İtalya 2. Dünya Savaşı'ndan bir süre sonra yeni bir kalkınma hamlesi başlatmış ve bu süreç ancak 1970'lerde genel bir görünüm kazanmıştır, başka bir deyişle kalkınma hamlesi kırsal kesimin neredeyse en ücra köşelerine bile ulaştığında başarılı olabilmiştir. Savaş sonrası muazzam bir işsizlik, açlık, kaçakçılık, hırsızlık, sahtekarlık, eğitimsizlik, ahlaki ve insani değerlerin yeniden kazandırılması, vs gibi muazzam toplumsal sorunlarla karşı karşıya kalan İtalya bu sorunlarını "sağ" ya da "sol" olarak nitelendirilebilecek politikalarla değil, ikisinin de hem ötesinde hem berisinde kalıp ikisini de içeren ve dışlayan anlaşılması zor ve zamana yayılmış bir politik süreçle büyük ölçüde çözmüştür.
Görünüşe göre kara mizahın yükselişi toplumsal çaresizliğin en yoğun olduğu dönemlere rastlamaktadır. 1950'li yıllarda mevcut muazzam toplumsal, ekonomik ve politik sorunların altından kalkılamayacağı düşüncesinin yol açtığı umarsızlık had safhadadır. Aydınlar, politikacılar, ekonomistler vs kısa vadede bu sorunların altından belli ideolojik yaklaşımlarla kalkmanın olanaksız olduğunu anlarlar. Özellikle İtalyan sinemasının üst düzey entelektüel birikime sahip yönetmenleri bu toplumsal süreci akılcı yeni yaklaşımlarla yönlendirmenin zorluğunu iyice kavradıklarında ideolojik bakış açılarını kimi zaman esneterek, kimi zaman unutarak alternatif düşünceler sunmaya çalışırlar.
Bu dönem İtalyan sineması için işsizlik ve cehalet başta gelen sorunlardır. Dolayısıyla bu konulara yönelirler ve yüzlerce başarılı çalışmaya imza atarlar.
O yıllarda aydınlar aç, sefil, perişan bir toplumu hiçbir ideolojik sloganın harekete geçiremeyeceğini anlarlar. Bir bakıma akıl, mantık dışı sorunlarla boğuşan bu insanlara içinde yaşadıkları dünyayı, ortamı, sistemi göstermeyi, anlatmayı amaçlarlar. Bunu da zaman zaman absürd boyuta ulaşan kara mizahla yapabileceklerini çok kısa bir sürede keşfederler.
Yöntem basittir insanlara en akıl, mantık dışı işler yaptıran nedenleri onları hem eğlendirecek hem de düşündürecek şekilde sunarlar.
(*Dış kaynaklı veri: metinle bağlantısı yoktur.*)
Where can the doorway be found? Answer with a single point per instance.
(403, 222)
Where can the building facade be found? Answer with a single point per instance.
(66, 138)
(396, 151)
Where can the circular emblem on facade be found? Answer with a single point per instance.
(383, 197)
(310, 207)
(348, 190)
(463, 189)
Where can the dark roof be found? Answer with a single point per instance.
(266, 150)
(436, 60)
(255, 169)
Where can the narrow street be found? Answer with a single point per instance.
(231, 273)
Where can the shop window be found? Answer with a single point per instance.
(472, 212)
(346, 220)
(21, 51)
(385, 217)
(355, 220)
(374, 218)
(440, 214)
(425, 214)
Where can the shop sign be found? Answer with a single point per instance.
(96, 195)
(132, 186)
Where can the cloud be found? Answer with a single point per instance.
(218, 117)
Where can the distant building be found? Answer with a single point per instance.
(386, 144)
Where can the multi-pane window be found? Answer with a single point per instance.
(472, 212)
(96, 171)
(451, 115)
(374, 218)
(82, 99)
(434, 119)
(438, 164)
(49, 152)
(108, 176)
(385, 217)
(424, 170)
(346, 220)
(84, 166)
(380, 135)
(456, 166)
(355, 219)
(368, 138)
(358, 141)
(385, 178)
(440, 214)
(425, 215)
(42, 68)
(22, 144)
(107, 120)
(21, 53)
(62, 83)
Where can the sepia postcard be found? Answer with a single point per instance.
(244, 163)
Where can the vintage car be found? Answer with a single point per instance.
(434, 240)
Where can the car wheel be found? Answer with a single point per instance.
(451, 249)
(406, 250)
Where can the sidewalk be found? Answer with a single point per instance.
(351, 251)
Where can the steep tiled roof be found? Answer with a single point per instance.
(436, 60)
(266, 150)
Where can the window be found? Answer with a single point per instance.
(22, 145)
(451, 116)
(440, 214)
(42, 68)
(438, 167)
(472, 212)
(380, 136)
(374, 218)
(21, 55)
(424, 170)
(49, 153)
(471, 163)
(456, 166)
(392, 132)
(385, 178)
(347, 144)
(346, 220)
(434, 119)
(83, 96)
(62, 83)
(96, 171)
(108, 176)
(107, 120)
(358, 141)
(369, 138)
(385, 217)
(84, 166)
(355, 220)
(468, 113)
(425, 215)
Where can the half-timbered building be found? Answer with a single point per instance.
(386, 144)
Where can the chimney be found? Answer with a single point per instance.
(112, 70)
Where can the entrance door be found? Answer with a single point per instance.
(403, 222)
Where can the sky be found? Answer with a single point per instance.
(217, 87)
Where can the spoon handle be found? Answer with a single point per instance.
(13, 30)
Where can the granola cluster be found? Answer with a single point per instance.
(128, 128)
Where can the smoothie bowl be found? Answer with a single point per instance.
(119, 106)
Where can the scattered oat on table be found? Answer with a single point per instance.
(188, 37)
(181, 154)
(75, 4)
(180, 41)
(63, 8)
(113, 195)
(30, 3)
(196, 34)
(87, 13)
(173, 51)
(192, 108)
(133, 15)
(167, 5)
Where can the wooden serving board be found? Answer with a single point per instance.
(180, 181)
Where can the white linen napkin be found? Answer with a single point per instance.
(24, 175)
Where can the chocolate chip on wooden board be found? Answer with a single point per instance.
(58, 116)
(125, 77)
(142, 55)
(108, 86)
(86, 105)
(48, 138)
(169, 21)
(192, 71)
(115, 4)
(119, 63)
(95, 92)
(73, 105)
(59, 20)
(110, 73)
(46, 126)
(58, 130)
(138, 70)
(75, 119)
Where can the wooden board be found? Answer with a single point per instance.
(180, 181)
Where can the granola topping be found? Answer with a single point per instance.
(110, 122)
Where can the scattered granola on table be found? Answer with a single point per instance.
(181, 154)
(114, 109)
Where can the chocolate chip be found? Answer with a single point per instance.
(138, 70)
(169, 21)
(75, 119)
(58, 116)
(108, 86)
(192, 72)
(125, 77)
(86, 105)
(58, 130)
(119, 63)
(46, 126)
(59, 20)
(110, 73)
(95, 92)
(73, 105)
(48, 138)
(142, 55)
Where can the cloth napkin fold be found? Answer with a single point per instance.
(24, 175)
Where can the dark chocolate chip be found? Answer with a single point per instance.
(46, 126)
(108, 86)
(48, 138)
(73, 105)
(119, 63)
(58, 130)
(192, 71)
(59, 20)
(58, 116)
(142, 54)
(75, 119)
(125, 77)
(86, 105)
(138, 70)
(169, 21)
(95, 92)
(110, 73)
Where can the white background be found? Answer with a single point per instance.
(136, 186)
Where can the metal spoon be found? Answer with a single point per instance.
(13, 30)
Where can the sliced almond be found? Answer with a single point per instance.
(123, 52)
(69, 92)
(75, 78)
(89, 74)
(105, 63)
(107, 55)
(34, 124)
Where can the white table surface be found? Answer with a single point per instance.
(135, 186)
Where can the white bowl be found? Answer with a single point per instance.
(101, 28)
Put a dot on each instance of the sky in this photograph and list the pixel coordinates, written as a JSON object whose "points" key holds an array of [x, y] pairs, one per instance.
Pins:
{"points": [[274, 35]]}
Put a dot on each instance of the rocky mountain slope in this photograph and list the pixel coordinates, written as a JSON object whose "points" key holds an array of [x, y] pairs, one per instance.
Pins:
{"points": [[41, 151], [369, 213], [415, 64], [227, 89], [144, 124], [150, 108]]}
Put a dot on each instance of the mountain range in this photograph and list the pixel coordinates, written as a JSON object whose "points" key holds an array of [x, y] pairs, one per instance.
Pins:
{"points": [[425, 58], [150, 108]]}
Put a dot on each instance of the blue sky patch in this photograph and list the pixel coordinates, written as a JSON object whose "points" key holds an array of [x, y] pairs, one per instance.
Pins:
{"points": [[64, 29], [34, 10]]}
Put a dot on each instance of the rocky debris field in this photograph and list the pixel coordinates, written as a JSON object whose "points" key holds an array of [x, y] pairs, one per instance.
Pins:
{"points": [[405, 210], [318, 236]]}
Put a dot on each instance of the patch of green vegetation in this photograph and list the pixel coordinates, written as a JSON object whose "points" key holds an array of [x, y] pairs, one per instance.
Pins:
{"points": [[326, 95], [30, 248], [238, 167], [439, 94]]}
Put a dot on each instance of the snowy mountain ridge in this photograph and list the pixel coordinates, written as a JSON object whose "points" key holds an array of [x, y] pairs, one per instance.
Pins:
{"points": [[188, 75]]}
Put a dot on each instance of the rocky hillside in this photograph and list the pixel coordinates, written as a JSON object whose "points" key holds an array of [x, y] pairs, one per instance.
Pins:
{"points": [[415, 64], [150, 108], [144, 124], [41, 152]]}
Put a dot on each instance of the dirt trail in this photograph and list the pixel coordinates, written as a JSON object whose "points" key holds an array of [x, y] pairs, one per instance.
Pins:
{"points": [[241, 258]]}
Seyirciyi bir yandan kahkahalara boğup yere yuvarlarken diğer yandan midesinin sancımasını sağlamaya çalışırlar. İtalyan toplumunun en büyük sorununun zekadan, yaratıcılıktan yoksunluk değil cehalet, eğitimsizlik dolayısıyla sorunlara duygusal çözüm üretme olduğunu göstermeye çalışırlar. Başka bir deyişle bu dönemin İtalyan sinemasının kendi çapında yerine getirdiği en önemli görev İtalyan toplumunu kendi sorunları hakkında düşünmeye itmektir. Dolayısıyla normal zekaya sahip düşünen bir insan bilinçlenmesi gerektiğini eninde sonunda kavramak durumundadır.
İtalyan halkı kıvrak zekasıyla sunulan dönüştürülmüş gerçeğin ne anlama geldiğini kavrayınca zaman içinde kolektif sorunlarını çok da yavaş sayılamayacak bir hızda yani, yaklaşık iki kuşak süren mücadeleden sonra çözer. 1950'li yıllarda başlayan bu toplumsal süreç kesintisiz otuz beş, kırk yıl süren devasa mücadele sonrasında yaşamsal sorunların büyük ölçüde azaltılmasıyla sonuçlanır.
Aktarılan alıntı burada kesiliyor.